The NAO’s report disclosed a wide range of irregularities in connection to SMF, including arbitrary collection standards, embezzlement, and retention of SMF revenue. For example, a grassroots family-planning official at a village in southwestern Yunnan Province deposited collected SMFs into his personal account and used the money for personal expenses.
Other malfeasant practices are more common among local family planning authorities. SMFs are routinely held back, to be handed out to local family-planning officials in the form of bonuses, or to be used to cover reception costs. Moreover, some local family-planning authorities run “secret funds” with retained SMF revenue by collecting SMFs in cash without giving a receipt.
Wang Feng, director of the Brookings-Tsinghua Center for Public Policy, describes the collection and use of SMFs as a hotbed of rent-seeking and corruption, and a convenient source of income for corrupt officials. Wang has called for an immediate end to SMF, citing its shaky legal ground and rampant abuse.
Wang Ming, professor at Tsinghua University and CPPCC member, blames SMF irregularities for aggravating a wide range of social ills: SMF collection intensifies social inequality and injustice as it hits underprivileged families especially hard, which may choose to abandon their “extra” kids; the collection also infringes on the rights and interests of women and children as it may increase abortions, baby-abandoning, and the selling of one’s own child.
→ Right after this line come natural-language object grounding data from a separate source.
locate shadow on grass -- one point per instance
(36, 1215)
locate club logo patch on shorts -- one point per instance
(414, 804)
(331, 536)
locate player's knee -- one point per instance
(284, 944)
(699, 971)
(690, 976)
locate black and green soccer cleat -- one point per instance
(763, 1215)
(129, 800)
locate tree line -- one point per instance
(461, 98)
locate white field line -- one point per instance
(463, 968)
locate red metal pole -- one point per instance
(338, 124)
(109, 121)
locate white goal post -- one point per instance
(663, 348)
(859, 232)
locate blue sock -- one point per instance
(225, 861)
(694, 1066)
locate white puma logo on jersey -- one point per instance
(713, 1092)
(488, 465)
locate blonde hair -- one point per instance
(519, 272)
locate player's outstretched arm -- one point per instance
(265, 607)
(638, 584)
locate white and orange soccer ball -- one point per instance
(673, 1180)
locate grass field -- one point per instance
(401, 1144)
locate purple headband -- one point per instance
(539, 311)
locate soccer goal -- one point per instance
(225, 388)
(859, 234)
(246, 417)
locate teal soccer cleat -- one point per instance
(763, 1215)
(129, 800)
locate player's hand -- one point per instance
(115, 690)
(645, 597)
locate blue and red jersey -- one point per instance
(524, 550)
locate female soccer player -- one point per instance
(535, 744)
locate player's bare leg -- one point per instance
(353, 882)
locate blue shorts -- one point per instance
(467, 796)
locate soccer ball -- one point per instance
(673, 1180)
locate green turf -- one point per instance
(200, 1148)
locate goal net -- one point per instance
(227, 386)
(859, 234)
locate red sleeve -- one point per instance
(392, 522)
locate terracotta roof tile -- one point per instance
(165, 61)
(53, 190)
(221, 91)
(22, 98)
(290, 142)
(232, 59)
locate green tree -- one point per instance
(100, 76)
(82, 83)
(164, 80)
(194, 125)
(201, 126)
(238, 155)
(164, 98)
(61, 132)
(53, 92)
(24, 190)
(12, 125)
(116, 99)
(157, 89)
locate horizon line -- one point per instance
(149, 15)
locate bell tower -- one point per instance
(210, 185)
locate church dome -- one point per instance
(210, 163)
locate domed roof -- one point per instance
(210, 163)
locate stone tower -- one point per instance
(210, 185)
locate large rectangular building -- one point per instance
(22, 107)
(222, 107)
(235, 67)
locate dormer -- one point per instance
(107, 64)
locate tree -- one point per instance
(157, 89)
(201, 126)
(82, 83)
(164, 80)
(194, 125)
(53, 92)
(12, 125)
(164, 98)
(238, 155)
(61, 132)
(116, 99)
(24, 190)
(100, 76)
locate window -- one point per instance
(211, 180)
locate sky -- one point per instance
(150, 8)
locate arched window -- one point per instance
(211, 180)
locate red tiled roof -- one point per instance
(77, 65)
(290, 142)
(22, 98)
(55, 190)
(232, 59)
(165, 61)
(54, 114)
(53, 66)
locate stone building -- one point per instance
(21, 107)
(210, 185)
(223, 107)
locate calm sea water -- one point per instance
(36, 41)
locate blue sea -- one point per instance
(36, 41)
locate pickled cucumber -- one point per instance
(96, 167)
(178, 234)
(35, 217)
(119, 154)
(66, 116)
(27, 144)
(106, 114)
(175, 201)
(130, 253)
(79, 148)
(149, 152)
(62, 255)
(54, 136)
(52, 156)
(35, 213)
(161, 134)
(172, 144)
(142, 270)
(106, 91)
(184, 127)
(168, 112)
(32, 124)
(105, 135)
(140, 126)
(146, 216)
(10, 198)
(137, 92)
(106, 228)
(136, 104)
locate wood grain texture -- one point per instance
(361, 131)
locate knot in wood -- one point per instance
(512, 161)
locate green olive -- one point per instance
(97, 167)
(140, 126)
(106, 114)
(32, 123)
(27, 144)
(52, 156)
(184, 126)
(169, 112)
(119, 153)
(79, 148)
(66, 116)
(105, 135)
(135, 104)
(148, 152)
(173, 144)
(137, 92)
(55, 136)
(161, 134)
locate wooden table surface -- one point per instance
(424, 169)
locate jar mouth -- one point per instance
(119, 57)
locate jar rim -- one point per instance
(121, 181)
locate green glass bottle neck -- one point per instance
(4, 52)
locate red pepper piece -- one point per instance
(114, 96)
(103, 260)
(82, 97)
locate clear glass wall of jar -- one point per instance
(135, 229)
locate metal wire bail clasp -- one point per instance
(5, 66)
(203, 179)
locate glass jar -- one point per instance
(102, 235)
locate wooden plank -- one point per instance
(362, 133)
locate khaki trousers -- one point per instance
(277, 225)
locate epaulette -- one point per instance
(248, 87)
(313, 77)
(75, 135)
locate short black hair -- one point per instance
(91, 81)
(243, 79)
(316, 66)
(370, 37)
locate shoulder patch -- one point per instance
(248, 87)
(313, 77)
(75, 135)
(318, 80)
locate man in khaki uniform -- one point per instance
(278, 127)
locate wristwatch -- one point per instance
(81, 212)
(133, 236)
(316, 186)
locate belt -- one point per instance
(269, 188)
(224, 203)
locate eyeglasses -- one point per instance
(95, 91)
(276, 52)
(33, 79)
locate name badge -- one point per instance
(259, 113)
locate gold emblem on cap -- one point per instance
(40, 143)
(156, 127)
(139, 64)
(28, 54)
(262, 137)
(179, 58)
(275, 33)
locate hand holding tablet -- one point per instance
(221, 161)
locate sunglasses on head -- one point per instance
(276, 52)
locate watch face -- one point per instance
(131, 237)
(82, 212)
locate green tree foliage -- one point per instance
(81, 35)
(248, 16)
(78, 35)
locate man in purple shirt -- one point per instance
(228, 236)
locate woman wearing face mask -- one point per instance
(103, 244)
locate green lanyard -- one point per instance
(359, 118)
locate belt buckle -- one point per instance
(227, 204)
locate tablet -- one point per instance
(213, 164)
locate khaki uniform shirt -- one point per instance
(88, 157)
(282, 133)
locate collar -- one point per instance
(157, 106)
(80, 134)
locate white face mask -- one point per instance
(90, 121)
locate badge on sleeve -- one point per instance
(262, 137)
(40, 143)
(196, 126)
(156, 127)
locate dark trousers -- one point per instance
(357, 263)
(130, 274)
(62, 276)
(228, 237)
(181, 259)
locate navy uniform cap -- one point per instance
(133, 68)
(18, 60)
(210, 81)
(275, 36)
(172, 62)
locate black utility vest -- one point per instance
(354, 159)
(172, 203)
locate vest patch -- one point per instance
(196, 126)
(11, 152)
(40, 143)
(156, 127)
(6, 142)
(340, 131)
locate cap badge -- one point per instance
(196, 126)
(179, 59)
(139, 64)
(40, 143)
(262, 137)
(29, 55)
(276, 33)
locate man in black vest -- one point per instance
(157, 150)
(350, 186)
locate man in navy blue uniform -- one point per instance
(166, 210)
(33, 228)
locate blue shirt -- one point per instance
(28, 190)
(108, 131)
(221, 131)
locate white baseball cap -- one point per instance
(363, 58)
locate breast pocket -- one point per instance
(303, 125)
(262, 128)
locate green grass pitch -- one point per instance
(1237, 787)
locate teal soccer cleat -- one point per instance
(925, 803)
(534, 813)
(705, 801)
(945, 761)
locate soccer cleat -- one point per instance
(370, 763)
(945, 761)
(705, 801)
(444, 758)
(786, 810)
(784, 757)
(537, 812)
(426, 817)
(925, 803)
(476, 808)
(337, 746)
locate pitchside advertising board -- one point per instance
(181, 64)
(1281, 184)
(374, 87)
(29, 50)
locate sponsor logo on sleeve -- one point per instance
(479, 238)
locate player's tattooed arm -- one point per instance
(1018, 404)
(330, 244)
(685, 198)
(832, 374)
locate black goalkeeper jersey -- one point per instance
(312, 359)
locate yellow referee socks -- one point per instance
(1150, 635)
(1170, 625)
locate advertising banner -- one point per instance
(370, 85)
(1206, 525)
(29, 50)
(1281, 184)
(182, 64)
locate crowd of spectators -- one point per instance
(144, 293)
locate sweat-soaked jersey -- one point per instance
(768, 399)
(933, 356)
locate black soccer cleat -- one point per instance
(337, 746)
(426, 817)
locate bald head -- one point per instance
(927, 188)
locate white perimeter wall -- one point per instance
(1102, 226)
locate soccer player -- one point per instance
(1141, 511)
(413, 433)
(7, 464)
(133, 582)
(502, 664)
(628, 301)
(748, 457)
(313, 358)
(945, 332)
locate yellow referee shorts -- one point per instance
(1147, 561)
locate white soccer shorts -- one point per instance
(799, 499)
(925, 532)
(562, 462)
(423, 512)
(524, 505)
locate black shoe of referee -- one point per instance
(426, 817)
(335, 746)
Wang also argues that multiple standards in SMF collection leave much room for discretion and maneuvering, which can easily breed corruption and fuel opposition between government officials and the masses. Lastly, the collection of SMFs further drives down the already low fertility desires in China, which is bound to result in an ultra-low birth rate in the long term, aggravating the labor shortage faced by a rapidly aging society.
The NAO audit found that from 2009 to 2011, birth rates in the 45 counties being examined stood at below 1.4 percent, which constitutes a low level by international standards.
Wang Feng and other experts stress the urgent need to end the one-child policy. SMF will fade into history once China allows all citizens to have a second child, said Wang.